Broadcast joins for small tables in Apache Spark - Time & Space Complexity
We want to understand how the time to join two tables changes when one table is small and broadcasted.
How does broadcasting affect the work Spark does as data grows?
Analyze the time complexity of the following code snippet.
from pyspark.sql.functions import broadcast
# large_df is a big table
# small_df is a small table
joined_df = large_df.join(broadcast(small_df), on='key')
This code joins a large table with a small table by sending the small table to all worker nodes.
Identify the loops, recursion, array traversals that repeat.
- Primary operation: Scanning the large table rows and matching keys with the small broadcasted table.
- How many times: Once per row in the large table, since the small table is already available locally.

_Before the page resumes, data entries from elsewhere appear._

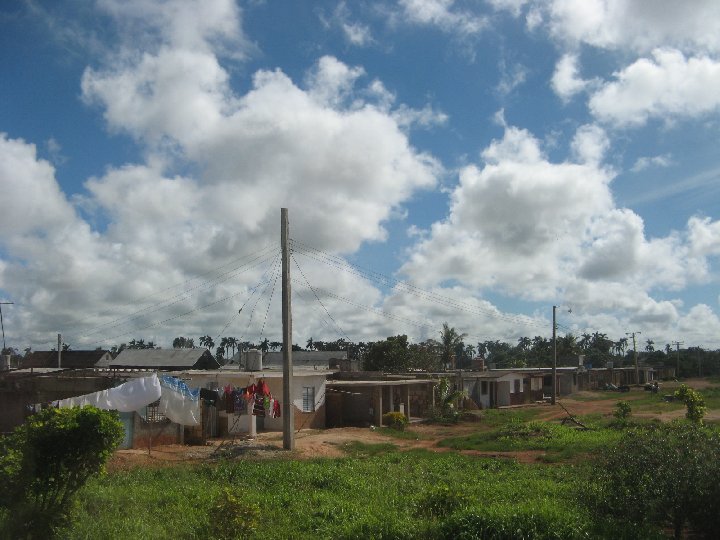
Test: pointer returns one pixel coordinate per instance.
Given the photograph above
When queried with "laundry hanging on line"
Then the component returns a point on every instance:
(254, 399)
(179, 403)
(127, 397)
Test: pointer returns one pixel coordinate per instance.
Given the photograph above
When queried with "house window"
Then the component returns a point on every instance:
(308, 398)
(152, 413)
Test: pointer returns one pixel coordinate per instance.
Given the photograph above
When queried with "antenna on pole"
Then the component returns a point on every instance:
(677, 357)
(637, 369)
(288, 412)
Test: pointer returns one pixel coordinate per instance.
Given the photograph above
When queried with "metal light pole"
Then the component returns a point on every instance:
(288, 409)
(1, 322)
(554, 394)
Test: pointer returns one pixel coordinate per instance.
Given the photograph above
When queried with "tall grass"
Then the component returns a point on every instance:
(373, 497)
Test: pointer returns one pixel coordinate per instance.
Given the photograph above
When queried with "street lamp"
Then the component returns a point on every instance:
(554, 392)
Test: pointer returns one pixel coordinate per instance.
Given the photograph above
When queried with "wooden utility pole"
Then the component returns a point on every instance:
(288, 409)
(677, 358)
(554, 395)
(637, 369)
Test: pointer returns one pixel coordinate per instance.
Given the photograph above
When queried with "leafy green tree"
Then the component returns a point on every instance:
(450, 339)
(44, 462)
(663, 475)
(390, 355)
(446, 400)
(424, 356)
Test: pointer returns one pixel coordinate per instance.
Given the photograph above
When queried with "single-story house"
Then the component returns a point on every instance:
(162, 359)
(66, 359)
(361, 398)
(308, 391)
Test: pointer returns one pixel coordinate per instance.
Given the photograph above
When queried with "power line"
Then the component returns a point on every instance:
(235, 315)
(318, 299)
(402, 286)
(123, 321)
(255, 255)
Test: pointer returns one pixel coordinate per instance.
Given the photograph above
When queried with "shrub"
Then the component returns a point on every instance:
(44, 462)
(445, 410)
(694, 402)
(395, 420)
(231, 517)
(622, 410)
(663, 475)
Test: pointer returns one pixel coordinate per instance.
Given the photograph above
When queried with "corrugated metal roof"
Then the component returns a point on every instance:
(68, 359)
(198, 358)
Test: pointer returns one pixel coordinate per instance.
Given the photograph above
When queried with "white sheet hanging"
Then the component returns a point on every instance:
(179, 403)
(127, 397)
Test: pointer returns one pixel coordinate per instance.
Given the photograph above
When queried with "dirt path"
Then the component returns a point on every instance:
(329, 442)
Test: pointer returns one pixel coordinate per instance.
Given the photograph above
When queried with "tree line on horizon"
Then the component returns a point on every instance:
(451, 351)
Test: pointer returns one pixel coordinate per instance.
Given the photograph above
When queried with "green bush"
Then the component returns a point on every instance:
(694, 402)
(663, 476)
(395, 420)
(44, 462)
(622, 410)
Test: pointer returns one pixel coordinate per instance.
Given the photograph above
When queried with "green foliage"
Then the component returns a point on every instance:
(694, 402)
(390, 355)
(622, 410)
(564, 441)
(440, 501)
(523, 521)
(231, 517)
(48, 459)
(395, 420)
(365, 497)
(665, 475)
(446, 398)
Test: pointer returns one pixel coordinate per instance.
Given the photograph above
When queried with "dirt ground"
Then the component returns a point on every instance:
(311, 443)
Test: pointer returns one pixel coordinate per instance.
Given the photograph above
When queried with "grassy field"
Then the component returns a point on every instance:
(379, 490)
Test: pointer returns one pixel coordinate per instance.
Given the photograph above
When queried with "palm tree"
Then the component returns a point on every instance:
(232, 343)
(621, 346)
(449, 338)
(447, 397)
(585, 341)
(207, 341)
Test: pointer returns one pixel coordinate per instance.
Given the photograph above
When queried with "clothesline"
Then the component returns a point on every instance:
(178, 402)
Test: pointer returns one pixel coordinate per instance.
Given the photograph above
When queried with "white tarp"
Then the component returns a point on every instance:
(127, 397)
(179, 403)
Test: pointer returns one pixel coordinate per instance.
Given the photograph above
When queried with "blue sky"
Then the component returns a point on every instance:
(499, 157)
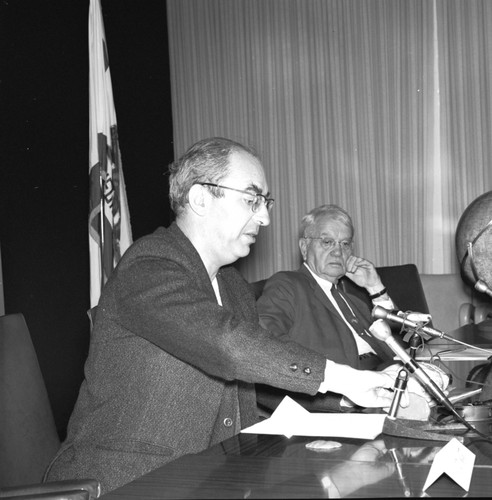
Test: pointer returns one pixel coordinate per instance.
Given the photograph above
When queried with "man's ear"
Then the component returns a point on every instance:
(196, 199)
(302, 246)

As the large table grows, the work grows roughly in direct proportion to its size.
| Input Size (n) | Approx. Operations |
|---|---|
| 10 | About 10 lookups in the small table |
| 100 | About 100 lookups in the small table |
| 1000 | About 1000 lookups in the small table |
Pattern observation: The number of operations grows linearly with the large table size, since the small table is quickly accessible everywhere.
Time Complexity: O(n)
This means the time grows directly with the size of the large table, as each row is checked once against the small table.
[X] Wrong: "Broadcast join time depends on the size of both tables equally."
[OK] Correct: The small table is sent once to all workers, so its size does not affect the repeated work. The large table size dominates the time.
Understanding broadcast joins helps you explain how Spark handles joins efficiently when one table is small, a useful skill in data engineering and analysis.
"What if both tables are large and broadcasting is not used? How would the time complexity change?"